Spending time outdoors helps students succeed in school, improving memory, problem-solving and creativity.

By Rachelle Delaney

This year, Grade 7 and 8 students throughout Canada will be out in their schoolyards, making s'mores in solar cookers while learning about renewable energy. Primary students will measure school air pollutants using only clothes hangers and tape, then brainstorm ways their families and communities can help reduce pollution. Meanwhile, kindergarten students will host impromptu playground band concerts with percussion instruments constructed out of natural materials they found.

These lessons and many more are part of a brand new suite of educational materials produced by the David Suzuki Foundation launching in September. The three Connecting with Nature educational guides for kindergarten, primary Grades 4 through 6, and Grades 7 and 8 will be available free online.

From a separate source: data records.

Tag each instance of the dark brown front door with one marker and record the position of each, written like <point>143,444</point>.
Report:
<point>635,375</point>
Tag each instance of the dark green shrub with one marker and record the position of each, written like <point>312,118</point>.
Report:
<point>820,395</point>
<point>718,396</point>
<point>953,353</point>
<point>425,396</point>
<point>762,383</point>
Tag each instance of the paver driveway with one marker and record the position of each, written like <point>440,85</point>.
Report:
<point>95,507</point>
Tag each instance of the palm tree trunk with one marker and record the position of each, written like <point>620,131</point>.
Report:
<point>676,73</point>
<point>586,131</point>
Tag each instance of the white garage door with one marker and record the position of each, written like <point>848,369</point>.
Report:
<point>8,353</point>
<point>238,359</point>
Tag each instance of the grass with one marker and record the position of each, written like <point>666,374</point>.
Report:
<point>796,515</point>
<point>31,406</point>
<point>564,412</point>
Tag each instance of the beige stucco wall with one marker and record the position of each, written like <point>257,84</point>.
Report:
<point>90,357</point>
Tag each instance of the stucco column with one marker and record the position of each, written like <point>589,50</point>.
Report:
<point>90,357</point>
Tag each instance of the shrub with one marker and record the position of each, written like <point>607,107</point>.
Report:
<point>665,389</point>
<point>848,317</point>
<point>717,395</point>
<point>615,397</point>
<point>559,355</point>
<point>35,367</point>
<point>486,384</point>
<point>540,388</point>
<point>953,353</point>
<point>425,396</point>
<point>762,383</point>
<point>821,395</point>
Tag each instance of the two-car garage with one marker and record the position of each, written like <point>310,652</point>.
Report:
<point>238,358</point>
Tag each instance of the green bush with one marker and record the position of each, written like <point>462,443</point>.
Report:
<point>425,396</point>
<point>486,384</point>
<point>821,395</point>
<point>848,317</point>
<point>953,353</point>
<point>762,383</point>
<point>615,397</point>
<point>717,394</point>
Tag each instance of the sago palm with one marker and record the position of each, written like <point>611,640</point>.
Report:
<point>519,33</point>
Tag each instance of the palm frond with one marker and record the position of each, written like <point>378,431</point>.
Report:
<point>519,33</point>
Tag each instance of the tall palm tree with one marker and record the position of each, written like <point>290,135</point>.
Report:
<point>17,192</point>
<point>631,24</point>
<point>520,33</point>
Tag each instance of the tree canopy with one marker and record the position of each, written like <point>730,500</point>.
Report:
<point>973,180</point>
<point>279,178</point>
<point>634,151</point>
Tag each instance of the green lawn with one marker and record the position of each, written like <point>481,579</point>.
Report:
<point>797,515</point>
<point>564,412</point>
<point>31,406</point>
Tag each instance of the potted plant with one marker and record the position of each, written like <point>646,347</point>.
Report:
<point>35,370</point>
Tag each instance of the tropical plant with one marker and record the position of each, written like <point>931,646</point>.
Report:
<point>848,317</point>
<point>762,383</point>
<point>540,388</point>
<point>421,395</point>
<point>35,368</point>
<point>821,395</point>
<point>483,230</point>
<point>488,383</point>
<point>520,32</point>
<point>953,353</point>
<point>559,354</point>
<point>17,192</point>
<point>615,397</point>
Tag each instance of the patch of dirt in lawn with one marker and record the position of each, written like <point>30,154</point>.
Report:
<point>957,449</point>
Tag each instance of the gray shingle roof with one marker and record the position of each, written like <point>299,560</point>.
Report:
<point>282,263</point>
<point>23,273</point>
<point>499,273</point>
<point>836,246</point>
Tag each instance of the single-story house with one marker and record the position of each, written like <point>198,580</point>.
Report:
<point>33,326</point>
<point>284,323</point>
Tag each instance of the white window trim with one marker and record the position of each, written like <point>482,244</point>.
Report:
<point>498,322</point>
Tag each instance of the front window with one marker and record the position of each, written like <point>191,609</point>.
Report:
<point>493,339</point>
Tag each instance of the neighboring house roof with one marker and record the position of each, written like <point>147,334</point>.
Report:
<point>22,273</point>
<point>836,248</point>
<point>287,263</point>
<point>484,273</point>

Our aim is to help teachers across the country foster a nature connection in their students. Studies show that spending time outdoors helps students succeed in school, improving memory, problem-solving and creativity. Children who spend time in nature are also physically healthier and more likely to protect nature as adults.

Connecting with Nature lessons were created and written by Foundation staff, Toronto District School Board educators and staff and students from Nipissing University's Schulich School of Education. A group of dedicated TDSB teachers also piloted lessons in their classrooms, reporting back on outcomes so we could improve them accordingly.

Each lesson includes classroom and outdoor components, step-by-step instructions and ideas for taking lessons further and getting local communities involved. Download guides at getbackoutside.ca. French versions will be available in early 2015.